Глашатай тряхнул головой и шагнул к краю помоста.
– Жители Лариусского королевства, сегодня, в честь празднования Солнечной короны, мы даем вам право самим решить судьбу еще одной заключенной, – провозгласил он, указывая пальцем на меня. – Эта женщина с лживым раскаянием в глазах, совершила два гнусных убийства. Вместе с напарником в темном переулке она подкараулила торговца вином, намедни совершившего крупную сделку, и перерезала ему горло, а после обчистила его карманы. Но, видимо, человеческая жадность победила разум и, прикарманив долю своего напарника, она, пользуясь магией земли, обрушила на него старую постройку, похоронив его под глыбами камня. Признаться, мне становится страшно от одной только мысли, что такие уроды, как она ходят по нашему городу. И все же… ее судьба в ваших руках! Вам решать даровать ей свободу, или же… смерть.

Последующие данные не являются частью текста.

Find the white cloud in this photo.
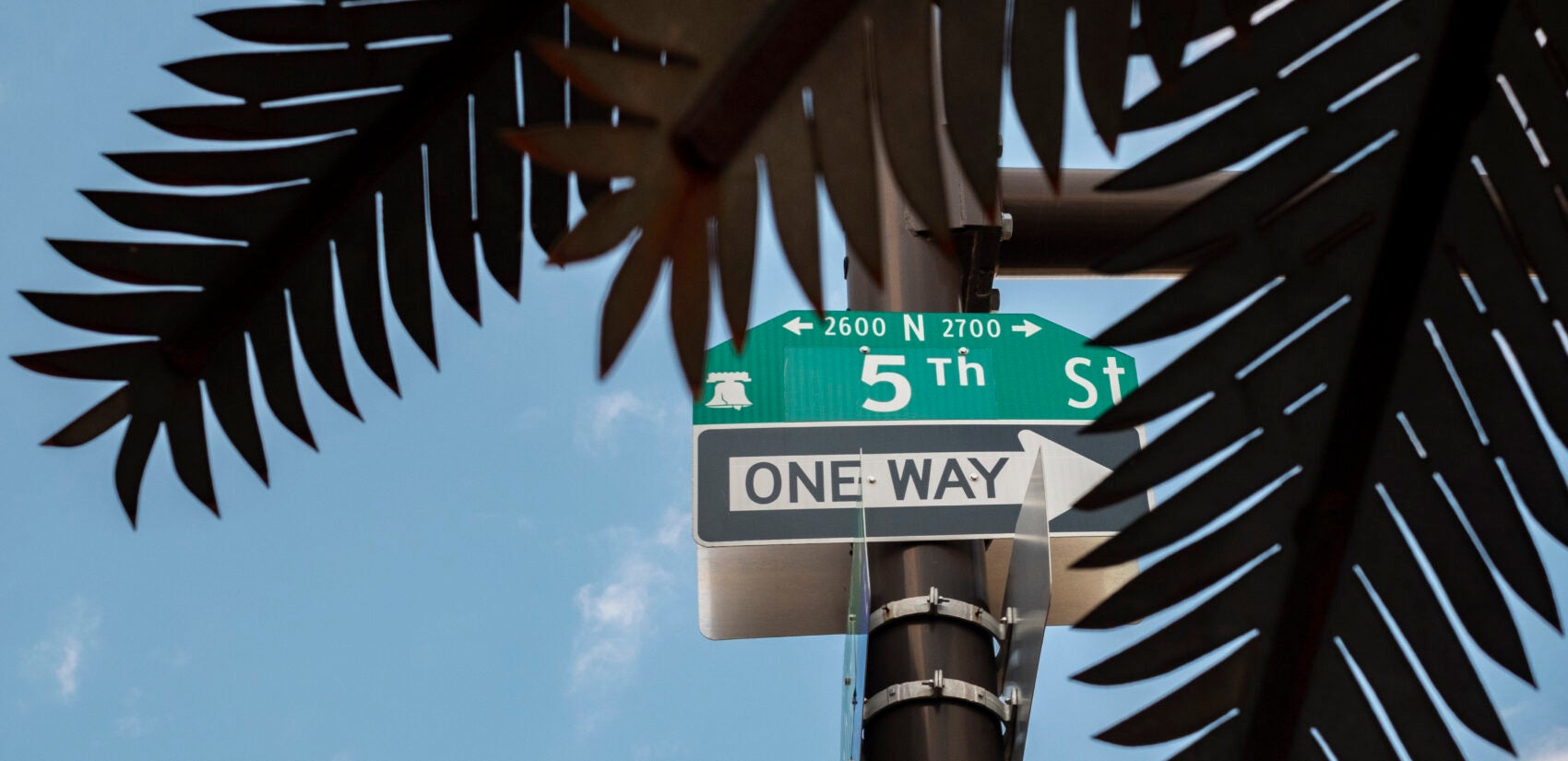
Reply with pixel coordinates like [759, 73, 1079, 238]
[567, 510, 690, 730]
[574, 391, 667, 448]
[27, 598, 102, 701]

И тут он повернулся ко мне:
– Твое последнее слово?
Неужели на свете найдутся слова способные перевесить чашу, до краев наполненную праведным гневом? Еще я понимала, что как только я закричу, доказывая всем свою «правду», то осипший от простуды, но все же девичий голос вызовет подозрение. И начнется: «Эта песня хороша, поджигай сначала»…
Я скользила взглядом по зателившейся толпе, пока не закружилась голова. Опасаясь потерять контроль над своей иллюзией и предстать перед всеми в первозданном виде, я уставилась в одну точку. На остроконечном шпиле одной из башен, не столько представляющих охранные строения, сколько являющихся символом власти и величия сидел сизый голубь, к слову, олицетворяющий знак мира. На него-то я и смотрела.
Первой крикнула женщина:
– Смерть!
Вслед за ней раздался уверенный мужской: «жизнь» - что стало полной неожиданностью для многих, включая и посвященного. А поскольку тень его подозрения коснулась меня, посвященный дал едва заметный знак глашатаю, и тот поспешил «направить толпу в нужное русло»:
– Люди, помните, сознание этой женщины разъела черная гниль. В любой момент ее разум может помутиться. Что тогда удержит ее от преступления еще более ужасного?
– Жизнь! – голос в толпе прозвучал словно вызов. Я тут же отыскала его обладателя, о котором с уверенностью можно было сказать лишь две вещи: он был магом света и он был высок. Широкий капюшон скрывал его лицо, а длинный черный плащ – фигуру.
Глашатай сделал едва заметный шаг назад и, не оборачиваясь ко мне, спросил:
– Твой хахаль, что ли?
Безусловно, маги света были в почете. Толпа стала переглядываться, шептаться. Уже через мгновение хор голосов разделился на два лагеря, при этом первый брал большинством, а второй… какой-то удивительной слаженностью.
И что делают в таких случаях?
Посвященный Совета Судеб, за все время не сказавший ни слова коротко кивнул и глашатай тут же объявил:
– Вы приняли мудрое решение… казнить!
Стражники развернули меня лицом к палачу, бросили на пень и придавили голову металлической перчаткой. Палач провел пальцами по лезвию секиры, и она запела свою стальную, жаждущую крови песню. Я вцепилась в грубую кору и скукожилась, словно старуха. Мне захотелось, чтобы все быстрее закончилось: голову словно набили опилками, а носом пошла кровь. Поддерживать чужой образ становилось все труднее. Сейчас мне уже было все равно, что они сделают с моим трупом, когда поймут кому отсекли голову: сожгут, заберут для детального изучения, или засушат и по частям распродадут ведьмам.